This Special Issue presents two papers contemplating new matheuristics. The first paper, authored by P. Yin, P. Chen, Y. Wei, and R. Day, proposes a matheuristic approach embedding several memory programming strategies from AMP into the metaheuristic framework of the firefly algorithm [
1]. The useful strategies include multiple guiding solutions, pattern search, multi-start, swarm rebuilding, and the objective landscape analysis. The second paper, authored by E. Cuevas, H. Becerra, H. Escobar, A. Luque-Chang, M. Pérez, H. Eid, and M. Jiménez, proposes matheuristic search schemes with the trajectory courses assisted by the second-order systems [
2]. The second-order systems have different temporal responses depending on the set values of the parameters. Such temporally varying responses can be embedded into a metaheuristic to facilitate the search patterns adapted to complex landscapes. One hyperheuristics paper was chosen for this Special Issue. The paper, authored by X. Sánchez-Díaz, J. Ortiz-Bayliss, I. Amaya, J. Cruz-Duarte, S. Conant-Pablos, and H. Terashima-Marín, develops a feature-independent hyperheuristic approach for solving the knapsack problem. The proposed hyperheuristics does not rely on problem features to map the problem states into suitable existing heuristics [
3]. Instead, a fixed sequence of existing heuristics is defined to improve the problem-solving performance within the hyperheuristic framework.

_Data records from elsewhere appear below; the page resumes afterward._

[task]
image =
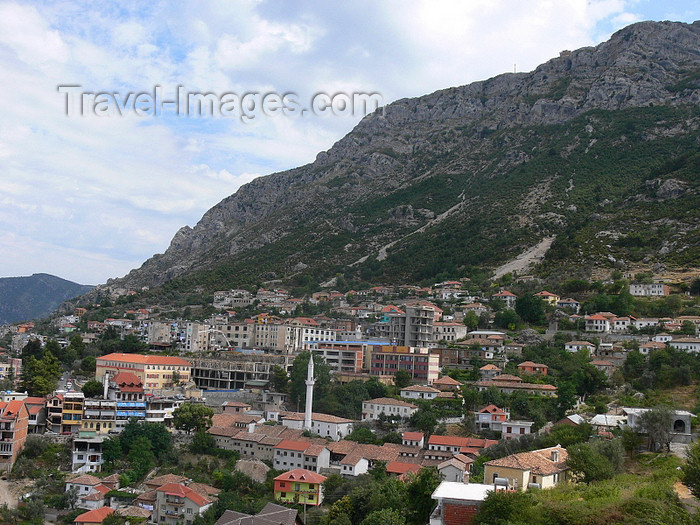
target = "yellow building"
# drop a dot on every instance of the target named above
(300, 486)
(72, 411)
(157, 372)
(544, 468)
(548, 297)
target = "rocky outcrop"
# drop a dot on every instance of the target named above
(413, 140)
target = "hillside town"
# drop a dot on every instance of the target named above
(436, 377)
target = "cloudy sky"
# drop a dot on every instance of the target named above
(90, 197)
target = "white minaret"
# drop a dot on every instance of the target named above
(309, 393)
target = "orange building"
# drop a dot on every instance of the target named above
(528, 367)
(156, 372)
(300, 486)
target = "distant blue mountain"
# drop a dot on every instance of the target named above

We also collected papers for classic applications of modern metaheuristics, namely vehicle routing and wireless networking. A paper authored by S. Nucamendi-Guillén, D. Flores-Díaz, E. Olivares-Benitez, and A. Mendoza presents a memetic algorithm for the cumulative capacitated vehicle routing problem [
4]. The proposed method is a bi-objective optimization scheme that minimizes the total latency and total tardiness of the vehicle routing simultaneously. A mixed-integer program formulation is proposed for the cumulative capacitated vehicle routing problem. As compared to commercial software which optimally solves the problem with a small size, the proposed memetic algorithm can solve a larger-sized problem and produce the efficient bi-objective Pareto fronts. The paper by H. Rico-Garcia, J. Sanchez-Romero, A. Jimeno-Morenilla, and H. Migallon-Gomis proposes a parallel metaheuristic approach to reduce the vehicle traveling time in smart cities [
5]. A Compute Unified Device Architecture (CUDA)-based implementation of the Teacher–Learner-Based Optimization (TLBO) metaheuristic is presented to target the shortest routing path for visiting a large number of points in a city. For applications in wireless networking, the paper by M. Chiang and W. Su presents a load balancing scheme for multithreaded applications on NUMA systems. When an imbalance occurs in the load on NUMA multiple cores, the load balancing mechanism of the kernel scheduler should migrate threads between NUMA cores. Threads to be migrated are selected considering the distribution of threads on nodes for inter-node load balancing [
6]. The paper, authored by H. Zhang, J. Yang, T. Qin, Y. Fan, Z. Li, and W. Wei, develops a multi-strategy improved sparrow search algorithm (ISSA) for solving the node localization problem in heterogeneous wireless sensor networks (HWSNs). ISSA is an advanced version of the traditional SSA for improving the convergence speed and accuracy. This is accomplished by adopting the PSO’s individual best for solution guiding and a Gaussian disturbance for preventing falling at local optima. The experimental results show that the ISSA yields a smaller average localization error than that of other metaheuristics [
7].
Future challenges in metaheuristic applications are addressed in the final paper. The paper, authored by C. Huang, W. Liang, P. Chen, and Y. Chan, uses a dual matrix to identify the opinion leaders and followers in order to reach a converged consensus on the web [
8]. The effectiveness of the proposed method has been validated by a case study of extracting leading opinions on green energy and low carbon for helping make effective public policies on environmental protection.